I calmed myself down, slipped back behind my facade, put my glasses on, my hood up, and walked out of the room.

The next morning, I joked around with Darren about the night before, told him how much fun I’d had, that I needed to start going out with him more often.

I was so tired of being a liar, but at that point, I didn’t know how to be anything else.

Chapter Twelve

Weston

I had quite possibly made the biggest mistake of my life.

But the thing was, I didn’t do regret or what-ifs. Hell, half the time I didn’t even think things through as well as I should, and it had gotten me in trouble a time or ten.

Still, that didn’t stop me from making the same mistake again.

After Anson hung up on me, I spent the next few hours trying to call him. I couldn’t get the sound of his voice out of my head. The pain each and every word had carried when he’d cursed me for seeing it in him, for asking him to leave with me, when he’d mentioned seeing photos of me with Tim…

So I did what every obsessed stalker in my situation would do: I canceled my appointments and got on a plane.

It wouldn’t be hard to find out where Anson lived, but I wasn’t crazy enough to go to his place uninvited. Crazy enough to fly to Atlanta, yes, but I hadn’t completely lost my mind. I just couldn’t let last night go. I kept telling myself it was because of him, because he was alone, but I knew myself. I was a selfish motherfucker. This was about me too. Meeting Anson Hawkins had done something to me, and I wanted him more than I’d ever wanted anyone else. No two ways about it. I likely wouldn’t ever have him, but that knowledge didn’t stop the wanting.

I rented a car and went straight from the airport to my favorite hotel in Atlanta. I got a room and settled in before I called him. It was early evening. I had no idea if he was in town or when he would get back, but I assumed his flight from Colorado had been early. I hit his number and wasn’t surprised when he didn’t pick up, so I sent a text: I’m in Atlanta.

My phone rang less than a minute later.

“What are you doing here?” Anson said.

“I don’t know,” I answered honestly. I mean, I knew, but I wasn’t sure what I expected to happen. That me being in Georgia would make all Anson’s worries go away? “You’ve kind of fucked me up, and I don’t quite understand it.” There were plenty of men in California. I’d never traveled for one before, especially not one I knew I’d never feel beneath me.

“Gee, thanks.”

“Would you rather I lie?”

“No,” Anson replied. “I don’t…I don’t know what to say.”

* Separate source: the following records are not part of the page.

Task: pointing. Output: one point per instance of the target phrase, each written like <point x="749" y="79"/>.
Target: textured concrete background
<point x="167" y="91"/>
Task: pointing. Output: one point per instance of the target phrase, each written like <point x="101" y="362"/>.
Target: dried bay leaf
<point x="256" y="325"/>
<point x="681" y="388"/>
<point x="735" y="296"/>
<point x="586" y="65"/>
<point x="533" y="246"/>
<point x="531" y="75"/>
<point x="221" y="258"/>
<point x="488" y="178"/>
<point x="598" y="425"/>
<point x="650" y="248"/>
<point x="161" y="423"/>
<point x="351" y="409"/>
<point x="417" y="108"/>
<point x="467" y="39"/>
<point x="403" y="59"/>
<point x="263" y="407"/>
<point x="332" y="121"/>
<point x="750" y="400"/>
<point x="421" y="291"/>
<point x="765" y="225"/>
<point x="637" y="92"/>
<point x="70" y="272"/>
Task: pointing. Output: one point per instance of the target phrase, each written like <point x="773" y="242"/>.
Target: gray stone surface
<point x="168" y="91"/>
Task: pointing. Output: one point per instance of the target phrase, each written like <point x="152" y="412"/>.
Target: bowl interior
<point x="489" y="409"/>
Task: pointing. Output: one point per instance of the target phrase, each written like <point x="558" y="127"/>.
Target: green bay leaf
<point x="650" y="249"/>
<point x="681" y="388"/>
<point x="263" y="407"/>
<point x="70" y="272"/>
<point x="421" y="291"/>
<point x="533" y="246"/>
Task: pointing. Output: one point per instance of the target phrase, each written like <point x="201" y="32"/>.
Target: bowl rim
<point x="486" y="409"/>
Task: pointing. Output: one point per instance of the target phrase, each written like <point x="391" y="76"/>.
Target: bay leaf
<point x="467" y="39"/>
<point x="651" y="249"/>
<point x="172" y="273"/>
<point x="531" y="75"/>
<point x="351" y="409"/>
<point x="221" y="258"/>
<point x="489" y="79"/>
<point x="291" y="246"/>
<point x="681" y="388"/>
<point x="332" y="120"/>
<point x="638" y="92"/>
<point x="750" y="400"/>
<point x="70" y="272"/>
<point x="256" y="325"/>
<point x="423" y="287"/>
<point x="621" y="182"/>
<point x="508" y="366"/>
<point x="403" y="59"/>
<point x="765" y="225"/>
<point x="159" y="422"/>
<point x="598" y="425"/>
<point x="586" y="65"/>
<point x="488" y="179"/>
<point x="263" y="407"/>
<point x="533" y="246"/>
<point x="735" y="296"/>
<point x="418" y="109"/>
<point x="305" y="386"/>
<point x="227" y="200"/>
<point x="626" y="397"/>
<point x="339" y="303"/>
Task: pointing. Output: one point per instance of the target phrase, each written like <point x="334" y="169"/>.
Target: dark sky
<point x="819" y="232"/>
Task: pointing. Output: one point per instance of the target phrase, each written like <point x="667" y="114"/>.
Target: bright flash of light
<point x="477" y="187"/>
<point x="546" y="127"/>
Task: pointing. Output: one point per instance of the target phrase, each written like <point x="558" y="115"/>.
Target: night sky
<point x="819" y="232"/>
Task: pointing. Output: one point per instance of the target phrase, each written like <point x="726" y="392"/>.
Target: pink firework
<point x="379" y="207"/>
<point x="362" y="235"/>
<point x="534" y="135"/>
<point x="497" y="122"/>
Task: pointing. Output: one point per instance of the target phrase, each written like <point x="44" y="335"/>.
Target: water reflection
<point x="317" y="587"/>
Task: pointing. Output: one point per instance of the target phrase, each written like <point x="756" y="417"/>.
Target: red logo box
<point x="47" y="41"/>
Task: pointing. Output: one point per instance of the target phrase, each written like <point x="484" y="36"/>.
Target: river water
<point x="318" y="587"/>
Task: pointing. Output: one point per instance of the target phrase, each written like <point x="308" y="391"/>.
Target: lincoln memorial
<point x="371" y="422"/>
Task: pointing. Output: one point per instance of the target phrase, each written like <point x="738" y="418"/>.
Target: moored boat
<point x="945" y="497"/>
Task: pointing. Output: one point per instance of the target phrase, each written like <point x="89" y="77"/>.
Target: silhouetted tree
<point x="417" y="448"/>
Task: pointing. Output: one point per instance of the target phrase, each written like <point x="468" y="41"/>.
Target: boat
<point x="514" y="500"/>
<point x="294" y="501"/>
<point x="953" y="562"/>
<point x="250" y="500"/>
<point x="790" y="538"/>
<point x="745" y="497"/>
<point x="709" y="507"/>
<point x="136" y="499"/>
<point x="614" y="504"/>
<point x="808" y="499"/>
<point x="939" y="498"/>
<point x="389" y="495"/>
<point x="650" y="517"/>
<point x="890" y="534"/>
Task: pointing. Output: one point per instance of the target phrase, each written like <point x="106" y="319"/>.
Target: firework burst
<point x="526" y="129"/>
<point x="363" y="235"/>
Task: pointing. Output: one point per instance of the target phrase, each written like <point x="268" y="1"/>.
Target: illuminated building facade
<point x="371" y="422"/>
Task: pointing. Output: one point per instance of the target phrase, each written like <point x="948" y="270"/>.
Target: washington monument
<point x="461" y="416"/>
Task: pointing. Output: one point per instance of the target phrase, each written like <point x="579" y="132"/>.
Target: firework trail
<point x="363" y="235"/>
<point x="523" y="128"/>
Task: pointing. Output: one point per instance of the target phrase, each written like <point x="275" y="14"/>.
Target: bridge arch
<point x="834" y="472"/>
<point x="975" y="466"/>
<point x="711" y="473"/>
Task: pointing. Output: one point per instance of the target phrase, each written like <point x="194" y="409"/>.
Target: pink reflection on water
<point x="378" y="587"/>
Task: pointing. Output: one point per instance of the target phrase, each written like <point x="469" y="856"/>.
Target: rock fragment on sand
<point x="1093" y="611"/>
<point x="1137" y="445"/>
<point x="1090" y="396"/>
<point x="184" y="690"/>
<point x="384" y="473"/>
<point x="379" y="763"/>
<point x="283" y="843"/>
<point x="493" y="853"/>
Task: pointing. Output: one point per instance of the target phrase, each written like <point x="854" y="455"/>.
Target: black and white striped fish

“You can start by inviting me over.”

“To my house?”

“No, to the moon,” I teased. “I flew across the country to see you. It’s the least you can do.” I hoped he heard the smile in my voice. I thought maybe he did when it sounded like there was one in his too.

“I didn’t ask you to do that. I’m considering a restraining order.”

“I still deserve points for the grand gesture. But tell me to leave, and I’m gone. Tell me to stop calling, and I’ll stop. Tell me. That’s all you have to do. You won’t, though, because you don’t want me to.”

We were both quiet for a moment. If he was anything like me, Anson was wondering how in the hell this happened. How we’d gone from sitting in a hotel bar together, to me flying to Atlanta to see him.

“I don’t know if I can,” he finally answered.

“Then don’t invite me over, but answer the door when I get there.”

He breathed, and I listened, waiting. “And if I say no?”

“Then, like I said, I’ll leave. I’m not going to push you. This isn’t ideal for me. You could very easily tell the press that a crazy senator from California is stalking you.” Seriousness washed over me. I tried to ignore it, but the pull was too strong to contain. “I’d really like to see you. I can’t stop thinking about what you said to me last night. Hell, half the things you’ve said to me since we met are on repeat in my head. You intrigue me. I don’t like it, but I can’t seem to do anything about it.”